Mercredi soir, l’ambiance est chaleureuse dans le hall du cinéma, en contraste avec la pluie qui tombe au-dehors. La séance débute par Baghad Messi, un court-métrage de 2013 écrit et réalisé par Sahim Omar Kalifa, réalisateur kurde d’Irak installé en Belgique. Le sujet n’est pas des plus joyeux. Le long-métrage My Sweet Pepperland qui lui succède, du réalisateur déjà consacré Hiner Saleem, se veut résolument plus léger.
Baghad Messi est incisif et âpre. Dans un village isolé au milieu du désert, Hamoudi, 10 ans, ne vit que pour la victoire de son équipe fétiche, le FC Barcelone. Mais la télévision tombe en panne, et pour la réparer afin de pouvoir assister à la finale de la ligue des champions, il n’y a pas d’autre choix que de se rendre à Baghad. La violence est latente dans les plans qui montrent le jeune garçon unijambiste relégué à être un (mauvais) gardien de foot, alors que les coupes rutilantes au chevet de son lit suggèrent un passé où il excellait à courir derrière le ballon. La violence explose dans les rues de Baghad, entre murs écroulés, poussière et sang.
Troisième des quatre courts-métrages de Sahim Omar Kalifa, Baghad Messi a été présenté dans de nombreux festivals, raflant avec raison une cinquantaine de prix. À suivre…

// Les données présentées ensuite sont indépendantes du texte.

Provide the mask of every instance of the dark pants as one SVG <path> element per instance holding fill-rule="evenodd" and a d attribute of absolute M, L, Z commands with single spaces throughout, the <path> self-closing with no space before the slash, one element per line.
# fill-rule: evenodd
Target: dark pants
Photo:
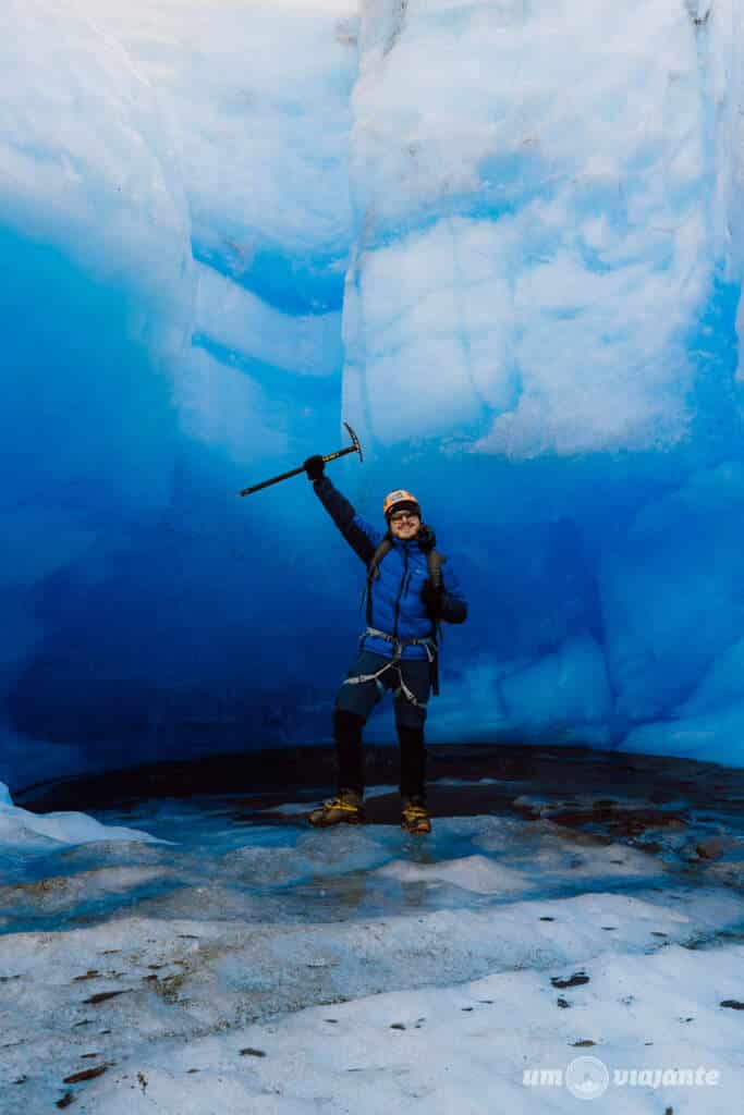
<path fill-rule="evenodd" d="M 348 677 L 377 673 L 388 658 L 363 650 Z M 398 672 L 400 671 L 400 672 Z M 361 729 L 373 708 L 393 690 L 395 726 L 400 744 L 400 794 L 403 797 L 418 796 L 426 799 L 426 748 L 424 747 L 424 723 L 426 702 L 431 686 L 431 667 L 426 659 L 400 660 L 377 679 L 357 685 L 342 685 L 336 697 L 334 712 L 334 737 L 338 759 L 339 789 L 348 787 L 364 793 L 364 765 L 361 760 Z M 400 677 L 416 698 L 414 705 L 400 688 Z"/>

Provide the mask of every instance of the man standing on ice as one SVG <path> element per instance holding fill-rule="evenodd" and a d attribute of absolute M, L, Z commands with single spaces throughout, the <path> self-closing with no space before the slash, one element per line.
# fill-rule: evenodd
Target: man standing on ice
<path fill-rule="evenodd" d="M 438 692 L 437 624 L 463 623 L 467 604 L 450 565 L 446 573 L 442 569 L 434 532 L 422 523 L 421 507 L 409 492 L 386 496 L 388 530 L 383 534 L 357 515 L 325 475 L 323 464 L 321 456 L 313 456 L 303 467 L 316 495 L 367 566 L 367 630 L 336 697 L 338 794 L 308 820 L 316 826 L 365 821 L 361 729 L 386 690 L 393 689 L 400 743 L 400 823 L 408 832 L 428 833 L 424 721 L 429 691 Z"/>

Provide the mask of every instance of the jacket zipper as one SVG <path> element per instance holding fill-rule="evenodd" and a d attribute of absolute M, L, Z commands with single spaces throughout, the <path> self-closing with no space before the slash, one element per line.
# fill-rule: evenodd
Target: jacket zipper
<path fill-rule="evenodd" d="M 393 628 L 393 634 L 398 638 L 398 614 L 400 612 L 400 597 L 403 595 L 403 589 L 406 583 L 406 573 L 408 572 L 408 550 L 404 550 L 405 564 L 403 566 L 403 580 L 400 581 L 400 588 L 398 589 L 398 599 L 395 602 L 395 626 Z"/>

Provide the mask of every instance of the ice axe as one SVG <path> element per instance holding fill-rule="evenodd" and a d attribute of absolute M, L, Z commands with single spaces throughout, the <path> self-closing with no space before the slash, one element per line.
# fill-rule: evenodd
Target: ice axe
<path fill-rule="evenodd" d="M 358 453 L 359 460 L 365 459 L 361 454 L 361 445 L 359 444 L 359 438 L 354 433 L 348 421 L 345 421 L 344 425 L 349 432 L 349 437 L 351 438 L 352 444 L 347 445 L 345 449 L 337 449 L 336 453 L 328 453 L 323 457 L 323 464 L 326 465 L 328 464 L 329 460 L 338 460 L 339 457 L 345 457 L 347 453 Z M 253 492 L 260 492 L 262 487 L 269 487 L 271 484 L 279 484 L 281 481 L 288 481 L 290 476 L 299 476 L 300 473 L 303 472 L 305 472 L 305 465 L 300 465 L 299 468 L 291 468 L 288 473 L 282 473 L 281 476 L 272 476 L 270 481 L 263 481 L 263 483 L 261 484 L 253 484 L 253 486 L 250 488 L 243 488 L 243 491 L 239 492 L 238 495 L 252 495 Z"/>

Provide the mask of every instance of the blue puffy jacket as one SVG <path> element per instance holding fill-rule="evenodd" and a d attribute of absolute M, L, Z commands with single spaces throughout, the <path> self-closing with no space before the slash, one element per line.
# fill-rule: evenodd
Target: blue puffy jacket
<path fill-rule="evenodd" d="M 346 496 L 327 476 L 315 481 L 312 486 L 354 552 L 365 565 L 369 565 L 384 533 L 357 515 Z M 392 541 L 392 550 L 379 563 L 379 576 L 369 586 L 369 626 L 398 639 L 424 639 L 434 633 L 434 624 L 421 598 L 428 576 L 426 554 L 416 539 L 409 542 L 400 539 Z M 463 623 L 467 618 L 467 604 L 450 562 L 442 568 L 442 619 L 448 623 Z M 361 647 L 385 658 L 393 657 L 393 644 L 375 636 L 365 636 Z M 426 658 L 426 650 L 424 647 L 406 647 L 403 658 Z"/>

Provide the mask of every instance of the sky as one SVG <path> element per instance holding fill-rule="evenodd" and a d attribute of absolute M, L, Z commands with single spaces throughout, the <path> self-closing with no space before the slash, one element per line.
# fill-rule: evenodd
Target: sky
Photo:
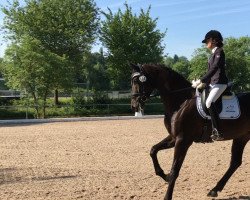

Toujours l’Irak pour My Sweet Pepper Land, à la frontière avec la Turquie et l’Iran cette fois, et dans des montagnes brumeuses plutôt que dans un aride désert. La violence est également présente, et dès le premier plan : le film s’ouvre sur la première pendaison officielle du tout nouveau Kurdistan d’Irak. Mais l’insistance du condamné à ne pas mourir fait vite tourner la scène au grotesque. On rit (jaune) en regardant la pendaison se conclure presque incidemment en arrière-plan. Baran, le héros (Korkmaz Arslan), ne supporte pas cette barbarie et demande une mutation à la hauteur de ses années de guérilla pour la cause du Kurdistan. Et il se retrouve là où vont tous les idéalistes d’un nouveau pays qui ne veulent pas se laisser corrompre : en marge. Le décor est campé : une petite communauté villageoise recluse dans les montagnes, coupée du monde par les bombardements de l’aviation turque, sous la coupe d’une loi non écrite soi-disant traditionnelle incarnée par Aziz Aga.
Le film dose humour et références au western américain sur la trame d’une classique histoire d’amour. Tout y est, depuis le shérif à cheval et chapeau faisant respecter la loi à tout pris (Baran) jusqu’au grand méchant opportuniste et sa bande de vilains (Aziz Aga), en passant par la belle institutrice (Golend, interprétée Golshifteh Farahani) et le photographe du village (joué par Hiner Saleem lui-même). À l’instar des gentils au cœur d’or, Baran sait parfois s’affranchir des règles lorsqu’il s’agit de servir la bonne cause, en l’occurrence pour aider un groupe de femmes kurdes rebelles échappant dans les montagnes au poids d’une tradition machiste et d’un climat turc kurdophobe.
Le film profite d’un bon casting, avec la très belle Golshifteh Farahani écartelée entre son attachement pour sa famille et son désir d’échapper à une tradition étouffante. Korkmaz Arslan, qui n’avait jusqu’alors tourné que dans quelques films allemands, donne à son personnage tout le mutisme qu’il convient. La bande-son mêle musique traditionnelle et standards du rock. L’image soignée montre la beauté des paysages montagneux sous (presque) tous les aspects climatiques.
Le film dose ce qu’il faut d’exotisme pour séduire le grand public, en invitant à quelques réflexions sur la tension entre tradition et modernité, individu et groupe, rôle de l’homme et de la femme, qui ont tout pour atteindre l’universel. Hiner Saleem ne souligne-t-il pas lui-même une certaine dissolution culturelle en mettant entre les mains de Golend un hang, c’est-à-dire un instrument sans passé inventé en Suisse en 2000 ? Qu’importe, le film a tout pour plaire.